A Scientific American article entitled "Speed Dating and Decision-Making: Why Less Is More," details how being confronted with a large number of choices can make it harder for people to make good decisions. Research has shown that our decision-making system breaks down when the human brain is confronted with too many options. Not only does this apply to choosing the right partner for life, but is applicable in the business world as well. When embarking on a core system review, it is crucial to not over-extend your search, instead select a few vendors that you have an initial attraction to, and then do your due diligence to dig deeper in making your selection.
The idea behind speed dating is spending a very short amount of time (usually around 3 minutes) in narrowing a large field of potential suitors to just a couple. These few will move on to the next round and have a more in-depth session, or a date, to really get to know. It relies on first impressions, from looks, basic likes and dislikes, occupation, etc. In the credit union world, this translates into the first impression a vendor makes based on their sales representative, website, and reputation in the industry. Based on the size of your credit union, its focus, budget, needs and wants, the first impressions made by core providers' stated missions, websites or representatives can quickly help you narrow the field.

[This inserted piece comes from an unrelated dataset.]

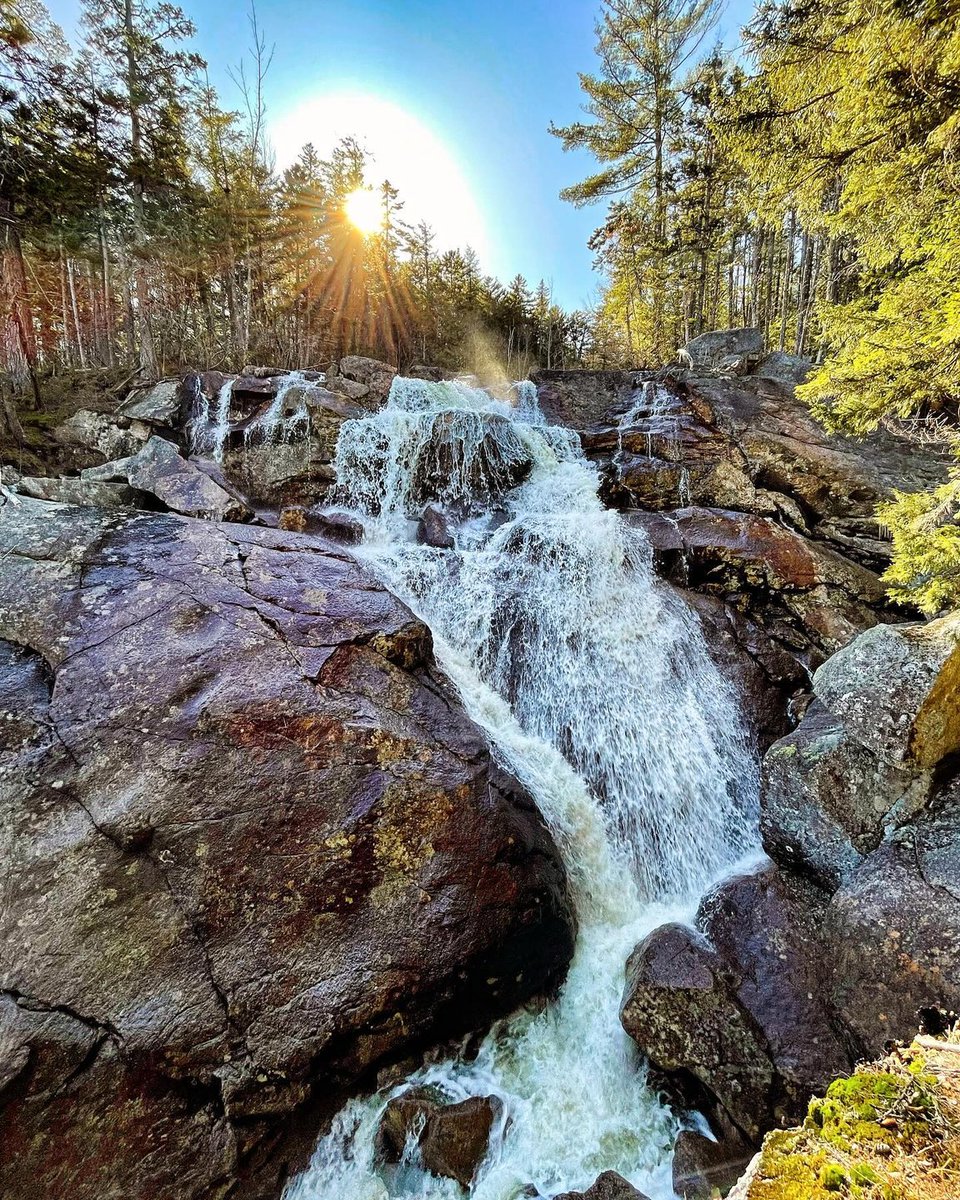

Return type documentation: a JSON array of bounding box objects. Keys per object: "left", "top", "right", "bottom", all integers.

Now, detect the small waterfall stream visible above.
[{"left": 287, "top": 377, "right": 759, "bottom": 1200}]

Once you have chosen a few candidates who have piqued your interest, it is time to get to know them better. Spend time with your candidates, this is the time to ask deeper questions. In dating, these questions may surround family, religious values, career and life goals. If you are trying to move on to the next stage of your life and eventually meet someone you can start a family with, you may uncover in the dating stage the person you were initially attracted to doesn't have much inertia to move out of their parent's basement or spends all their earnings on video games. Knowing a person's maturity when it comes to life and basic financial matters is no doubt something you want to uncover before deciding to marry.
When considering a credit union core conversion, the next steps after narrowing your search to just a few vendors are to dig deeper than their websites. Who are the C-suite executives? What are their backgrounds and experience? Does the vendor have low employee turnover? What is the strength of each vendor's financial position? Have they consistently shown maturity over the course of their business, this can be demonstrated by growth and innovation? Have they invested in themselves and their product offering?
Just as in personal relationships, the relationship you have with your credit union core system vendor starts with trust and transparency. Ask the difficult questions now so there are no surprises once you have signed and commitment.